Job Board Best Practices

Optimized job boards are designed in a way that allow people to navigate naturally from listing to listing.

When a job board has an organized category structure, people can more easily browse through listings that meet their requirements. (For example, location or department.)

In addition to having an organized category structure, we also recommend that job roles be broken down by department structure and then grouped together. This allows someone searching for opportunities in Human Resources, for example, to skim through openings in that department.

Can Google Find Your Listings?

Search engine optimization plays an important role in how well-optimized job boards are structured.
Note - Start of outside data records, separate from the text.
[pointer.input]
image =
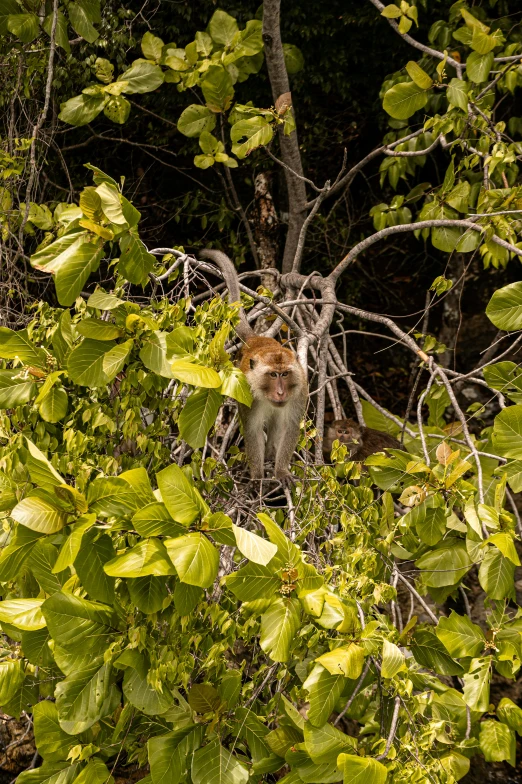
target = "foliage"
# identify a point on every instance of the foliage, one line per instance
(140, 621)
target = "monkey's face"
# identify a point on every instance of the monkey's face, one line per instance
(274, 377)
If Google’s web crawler can’t access the listings because your host load settings don’t allow for frequent crawls, then you’re dead in the water.

To ensure that doesn’t happen, make your job listings indexable and follow basic SEO best practices. Collect the right pieces of data—your webmaster can handle this, but you may also need to be involved—and place your content as structured data in your job description pages.

Google has posted its own job posting structured data guidelines. It’s worth taking a look at these guidelines and making sure that your optimized job boards are keeping up with the standards. Following Google’s structured data guidelines is the most reliable way to make sure people will be able to find your job board online.